Okura not:
Günün 11’i, Türkiye medyasındaki görüş ve yorum çeşitliliğini yansıtmak amacıyla hazırlanmaktadır. Aşağıda özetini bulacağınız yazıya yer vermemiz, içeriğini onayladığımız ve/veya desteklediğimiz anlamına gelmez.
Trump İsrail yanlılığı, göçmen karşıtlığı, ırkçı imalı sözleriyle pek çokları tarafından şahin bir sağcı muamelesi görüyor. Hatta Trump’ı neo-con zannedenler bile var.
Ama Trump bunlardan hiçbiri değil. Bunlardan hiçbiri olacak kadar sofistike biri değil.
Bir ideolojisi hiç olmamış bir işadamı. Pragmatik bir dengesiz.
Ama bu pragmatizmle bazı büyük ve basit fikirlerin taraftarı olmuş.
Mesela America First fikrinin. Yani özetle bunu söyleyenler diyor ki; bize ne Avrupa’dan, NATO’dan, dünya jandarmalığından, Ortadoğu’dan. Bizim için öncelik insanlık, dünya değildir. Ulusal çıkarlarımızdır. Paramızı çöllere ya da Avrupalıların konforuna harcamayalım.
Bir tür pasifist bir ulusalcılık bu.
Tabii bu fikrin devamında da daha bilindik bir Amerikan dış politikası tercihine yollar çıkıyor: İzolasyonalizm.
Yani dünyanın meselelerinden elini eteğini çekme, içine kapanma ideolojisi bu.
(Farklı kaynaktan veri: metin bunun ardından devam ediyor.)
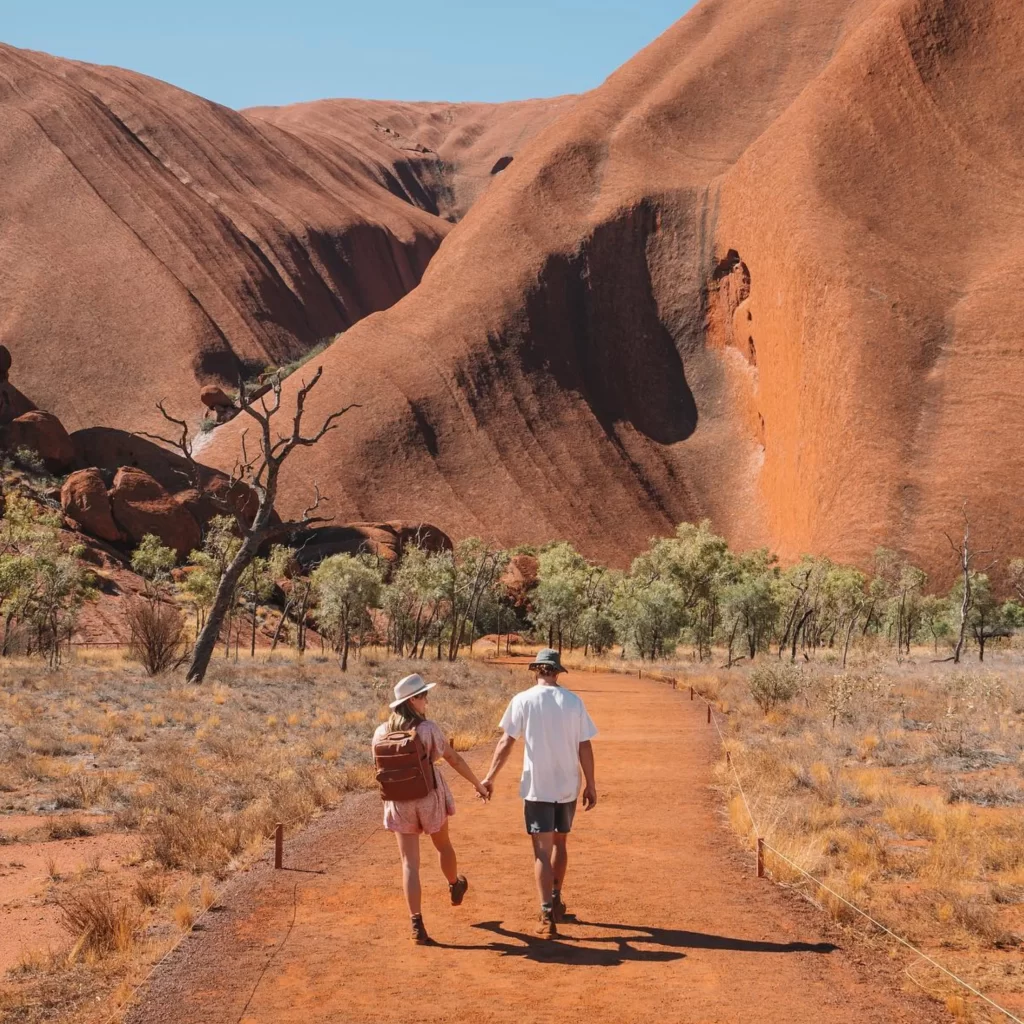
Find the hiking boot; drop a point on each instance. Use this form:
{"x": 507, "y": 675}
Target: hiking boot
{"x": 546, "y": 929}
{"x": 419, "y": 935}
{"x": 457, "y": 890}
{"x": 557, "y": 909}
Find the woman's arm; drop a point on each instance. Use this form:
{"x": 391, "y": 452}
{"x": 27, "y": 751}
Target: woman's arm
{"x": 458, "y": 762}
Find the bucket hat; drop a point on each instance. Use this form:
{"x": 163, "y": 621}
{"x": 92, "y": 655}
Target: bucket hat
{"x": 547, "y": 658}
{"x": 411, "y": 686}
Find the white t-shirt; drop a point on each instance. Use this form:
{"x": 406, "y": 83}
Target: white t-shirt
{"x": 554, "y": 723}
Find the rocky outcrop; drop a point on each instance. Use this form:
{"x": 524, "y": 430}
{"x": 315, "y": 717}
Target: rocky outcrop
{"x": 386, "y": 541}
{"x": 766, "y": 273}
{"x": 243, "y": 239}
{"x": 519, "y": 579}
{"x": 44, "y": 434}
{"x": 85, "y": 501}
{"x": 140, "y": 505}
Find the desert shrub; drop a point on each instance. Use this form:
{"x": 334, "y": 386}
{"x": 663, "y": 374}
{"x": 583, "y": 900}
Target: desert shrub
{"x": 773, "y": 685}
{"x": 157, "y": 634}
{"x": 100, "y": 924}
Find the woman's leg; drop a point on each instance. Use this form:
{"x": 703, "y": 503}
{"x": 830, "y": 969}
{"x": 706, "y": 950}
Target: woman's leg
{"x": 409, "y": 847}
{"x": 445, "y": 854}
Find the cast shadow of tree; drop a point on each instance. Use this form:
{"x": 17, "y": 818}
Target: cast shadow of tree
{"x": 613, "y": 950}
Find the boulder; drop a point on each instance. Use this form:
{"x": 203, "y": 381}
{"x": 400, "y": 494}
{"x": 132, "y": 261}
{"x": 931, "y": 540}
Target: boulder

Başkan yardımcısı JD Vance, Senato’dayken bu fikrin en hararetli sözcülerinden biriydi.
…
Eğer Cumhuriyetçi Parti’nin bütün yüklerinden kurtulmuş olan Trump, izolasyonizm, America First anlayışı, dünyadan asker çekme, savaş başlatmama gibi vaatlerine uygun bir kabine kurarsa beklenmedik hayırlara neden olabilir.
Mesela hiç beklenmedik biçimde Trump’ın Suriye’den asker çekme planı, Devlet Bahçeli’nin PKK’ya çağrısıyla eşleşebilir.
Belki de Türkiye’ye Trump barış ve çözümü getirir.